Reducing greenhouse gas emissions is one of the top targets within EU climate policy. The European Emission Trading System (ETS) is one of the most important mechanisms to create an incentive in industry to develop low carbon technology and to implement state of the art techniques to reduce CO2 emissions.
Besides the opportunity to develop low carbon technology and thereby create new business sectors in producing and services the ETS also has an impact on the production costs. Since weaken the European industry cannot be a target of the EU climate policy the SILC initiative was founded. The SILC initiative shall support energy intensive productions and industrial services to develop low carbon concepts and technologies. It thereby helps industry to move faster in lowering their CO2 emissions and compensates the side effects of ETS. The SILC initiative is parted into two steps. The first step SILC I projects started in 2012 and 2013 and was focused on using Best Available Technology (BAT) and Best Practice (BP) to lower direct CO2 emissions in different industrial sectors. Among 7 other projects the Sustainable Low Carbon Tissue (SLCTM) project was one of them. The main target of the SLCTM project was to develop CO2 reduction concepts for the tissue industry and to publish a guideline in 2014 to open project experiences for other companies.
The cooperative tissue producer is one of the largest suppliers of tissue products in Europe and the market leader in the Nordic countries. The company is also a leading supplier of cooking and baking parchment papers worldwide. The producer has eleven production sites, of which seven were within the SLCTM project. One in Finland, one in Germany, one in Poland, one in Slovakia and two located in Sweden. In total the production of all sites is about 630,000 tons per year, of which 600,000 tons in the manufacture of tissue products. Sustainability is an issue that takes the tissue industry very seriously.
As already mentioned the Sustainable Low Carbon Tissue Manufacturing (SLCTM) project was founded under SILC I and was a cooperative project between Ingenieurbüro Neumeister and a large European tissue producer.
Ingenieurbüro Neumeister is a young engineering office located in Neuwied, Germany. The company was founded in 2006 by Dr.-Ing. Jens Neumeister. Since then a small team of young engineers offers services in energy efficiency projects for industrial sectors and energy production. The company is also specialized in all areas of the European Emission Trading system.
Within SLCTM the team of Ingenieurbüro Neumeister analysed seven production sites with 14 tissue machines in total and designed low carbon concepts for each machine. Using process modelling was one of the keystones within SLCTM to balance the production and to create suitable concepts for the cooperative tissue producer (see figure below).

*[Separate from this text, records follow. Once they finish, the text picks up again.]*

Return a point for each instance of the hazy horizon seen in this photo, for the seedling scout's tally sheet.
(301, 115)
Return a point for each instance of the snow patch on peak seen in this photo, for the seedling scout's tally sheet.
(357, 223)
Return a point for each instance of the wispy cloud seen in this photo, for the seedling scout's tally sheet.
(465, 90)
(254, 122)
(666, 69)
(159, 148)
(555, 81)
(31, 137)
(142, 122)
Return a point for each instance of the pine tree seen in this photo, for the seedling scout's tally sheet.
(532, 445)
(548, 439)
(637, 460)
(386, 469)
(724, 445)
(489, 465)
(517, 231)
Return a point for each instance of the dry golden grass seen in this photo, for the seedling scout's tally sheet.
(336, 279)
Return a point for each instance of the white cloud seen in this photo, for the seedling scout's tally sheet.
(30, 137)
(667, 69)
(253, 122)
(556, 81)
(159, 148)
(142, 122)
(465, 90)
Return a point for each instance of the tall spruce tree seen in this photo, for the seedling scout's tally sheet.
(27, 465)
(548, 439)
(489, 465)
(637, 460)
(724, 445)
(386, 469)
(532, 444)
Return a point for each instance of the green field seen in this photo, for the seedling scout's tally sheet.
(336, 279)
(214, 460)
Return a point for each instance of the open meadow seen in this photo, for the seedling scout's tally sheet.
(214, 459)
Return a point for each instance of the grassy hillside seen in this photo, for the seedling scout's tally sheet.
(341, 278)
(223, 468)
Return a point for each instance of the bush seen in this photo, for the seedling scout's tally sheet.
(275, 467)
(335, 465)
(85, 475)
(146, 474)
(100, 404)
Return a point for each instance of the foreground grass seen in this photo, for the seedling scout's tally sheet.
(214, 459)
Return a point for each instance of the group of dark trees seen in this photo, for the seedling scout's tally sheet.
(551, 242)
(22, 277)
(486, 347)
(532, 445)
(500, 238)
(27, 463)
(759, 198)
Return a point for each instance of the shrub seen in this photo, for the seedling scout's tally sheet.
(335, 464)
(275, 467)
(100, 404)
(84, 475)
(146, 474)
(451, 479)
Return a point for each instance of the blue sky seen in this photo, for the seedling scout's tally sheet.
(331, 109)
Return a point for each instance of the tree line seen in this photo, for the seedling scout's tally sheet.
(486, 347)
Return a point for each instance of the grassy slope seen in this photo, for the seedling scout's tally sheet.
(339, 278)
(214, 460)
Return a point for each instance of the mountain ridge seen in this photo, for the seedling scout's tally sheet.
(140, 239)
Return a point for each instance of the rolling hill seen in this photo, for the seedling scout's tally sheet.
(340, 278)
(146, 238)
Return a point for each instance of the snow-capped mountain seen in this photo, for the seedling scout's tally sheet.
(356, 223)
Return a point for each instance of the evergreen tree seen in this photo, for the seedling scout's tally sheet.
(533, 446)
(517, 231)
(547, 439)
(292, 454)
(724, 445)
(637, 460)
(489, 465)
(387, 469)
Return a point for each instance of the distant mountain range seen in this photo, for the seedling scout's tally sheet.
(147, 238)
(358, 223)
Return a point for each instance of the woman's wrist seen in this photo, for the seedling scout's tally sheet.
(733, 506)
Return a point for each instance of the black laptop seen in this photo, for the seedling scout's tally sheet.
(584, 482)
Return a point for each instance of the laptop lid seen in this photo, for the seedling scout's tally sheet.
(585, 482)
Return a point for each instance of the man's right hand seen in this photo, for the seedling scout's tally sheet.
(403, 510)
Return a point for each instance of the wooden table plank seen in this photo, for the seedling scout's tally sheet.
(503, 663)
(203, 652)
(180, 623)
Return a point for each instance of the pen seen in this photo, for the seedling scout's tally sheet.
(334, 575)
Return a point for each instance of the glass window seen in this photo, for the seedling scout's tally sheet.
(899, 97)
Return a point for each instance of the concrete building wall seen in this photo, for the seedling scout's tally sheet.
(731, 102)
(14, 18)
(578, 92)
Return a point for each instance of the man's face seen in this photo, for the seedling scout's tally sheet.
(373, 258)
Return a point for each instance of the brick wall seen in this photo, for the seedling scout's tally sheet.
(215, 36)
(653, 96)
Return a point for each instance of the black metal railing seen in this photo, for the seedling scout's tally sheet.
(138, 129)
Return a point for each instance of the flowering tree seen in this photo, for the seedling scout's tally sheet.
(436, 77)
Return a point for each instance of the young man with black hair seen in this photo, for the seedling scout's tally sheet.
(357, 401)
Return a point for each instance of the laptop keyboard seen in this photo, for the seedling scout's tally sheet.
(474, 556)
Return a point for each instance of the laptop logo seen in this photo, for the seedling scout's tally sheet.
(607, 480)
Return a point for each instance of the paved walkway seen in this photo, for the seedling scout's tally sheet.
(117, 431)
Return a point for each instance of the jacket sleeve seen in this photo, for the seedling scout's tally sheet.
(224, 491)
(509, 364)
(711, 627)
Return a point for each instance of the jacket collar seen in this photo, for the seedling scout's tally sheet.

As the methodology shows the first step was to define the targets. For SLCTM this was the reduction of direct CO2 emissions. For tissue production this means the usage of fuels to generate steam and direct fuel for thermal tissue drying. To define the system boundaries was the next important step. The mill boundaries were the project boundaries within SLCTM. That means only processes located in the mill were analysed. The subsequent macro analysis was performed to get a rough balance and to identify open points in the balance. Within the much more detailed following micro analysis all relevant processes responsible for direct CO2 emissions were analysed in detail. This step was supported by measurements and data from process systems.
The process topology and all relevant figures were now put into a baseline model to balance the process. Based on a wide research in Best Available Technology (BAT) and Best Practice (BP) in tissue industry a catalogue of measures has been created. This catalogue was needed to find possible technical changes within each machine. To design the technical concepts in the first step all possible technical changes identified by the catalogue were evaluated using the baseline model and evaluated by so called What-If scenarios. Those What-If scenarios show the impact on the energy usage of the total process if a technical change was done. Not only a single technical change was modelled but also every possible combination of all relevant technical changes were simulated. Followed by an economical benchmarking the optimal concept could be chosen. Since the whole process was iterative several steps of course had to be done multiply.
To benchmark every possible combination the product benchmark for tissue within the ETS system was used. The following figure shows the total production and the ETS benchmark of product within European paper industry. As one can see the tissue industry has the highest benchmark of all defined benchmarks, with 334kgCO2 per ton of tissue.